El anuncio se dio a conocer el 10 de octubre pasado. Según trascendió, la empresa argentina Sur Energy y la estadounidense OpenAI firmaron una carta de intención que contempla la posibilidad de instalar un centro de datos de próxima generación, con una capacidad estimada de hasta 500 MW. Según estiman, el proyecto podría implicar una inversión de hasta 25 mil millones de dólares. 

Según la investigación de Chequeado y Ruido, que cuenta con el apoyo del Pulitzer Center,  publicada el 31 de marzo pasado, “la ubicación no fue confirmada, pero distintas versiones señalan a la provincia de Neuquén como principal candidata por su disponibilidad energética”.
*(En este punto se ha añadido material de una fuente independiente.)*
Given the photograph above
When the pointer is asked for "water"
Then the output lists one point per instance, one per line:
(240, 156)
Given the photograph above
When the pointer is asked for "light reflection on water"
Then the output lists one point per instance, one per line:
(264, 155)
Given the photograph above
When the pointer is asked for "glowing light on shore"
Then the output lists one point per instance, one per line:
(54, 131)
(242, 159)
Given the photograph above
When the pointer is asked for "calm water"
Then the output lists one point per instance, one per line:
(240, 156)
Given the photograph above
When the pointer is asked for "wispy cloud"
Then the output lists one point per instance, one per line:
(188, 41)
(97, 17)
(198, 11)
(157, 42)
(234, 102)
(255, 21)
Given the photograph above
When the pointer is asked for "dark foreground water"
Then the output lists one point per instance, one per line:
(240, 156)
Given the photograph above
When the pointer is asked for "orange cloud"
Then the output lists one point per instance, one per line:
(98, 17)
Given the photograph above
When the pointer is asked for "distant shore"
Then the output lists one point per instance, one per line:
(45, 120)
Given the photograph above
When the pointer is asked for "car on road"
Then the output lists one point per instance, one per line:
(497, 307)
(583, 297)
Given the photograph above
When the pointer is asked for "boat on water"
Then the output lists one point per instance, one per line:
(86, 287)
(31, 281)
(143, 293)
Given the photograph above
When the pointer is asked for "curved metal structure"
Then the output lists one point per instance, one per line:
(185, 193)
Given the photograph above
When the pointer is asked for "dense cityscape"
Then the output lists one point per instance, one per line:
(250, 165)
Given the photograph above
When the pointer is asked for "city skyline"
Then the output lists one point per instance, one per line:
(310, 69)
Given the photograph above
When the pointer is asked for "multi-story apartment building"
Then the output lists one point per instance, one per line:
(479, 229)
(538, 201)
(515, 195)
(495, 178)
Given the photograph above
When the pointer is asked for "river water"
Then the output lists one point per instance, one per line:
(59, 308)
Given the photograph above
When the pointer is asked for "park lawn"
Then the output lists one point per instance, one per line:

El sitio señala que “los mega data centers también son grandes demandantes de agua, como el fracking, y pueden impactar fuerte en el ambiente. Pero, por el momento, no hay una normativa que regule su instalación”. Apunta que desde la Secretaría de Ambiente y Recursos Naturales de Neuquén, indicaron que “De momento, no hay normativas específicas. Son tecnologías de implementación muy nuevas y complementarias al desarrollo de los hidrocarburos. Se está comenzando a trabajar”. 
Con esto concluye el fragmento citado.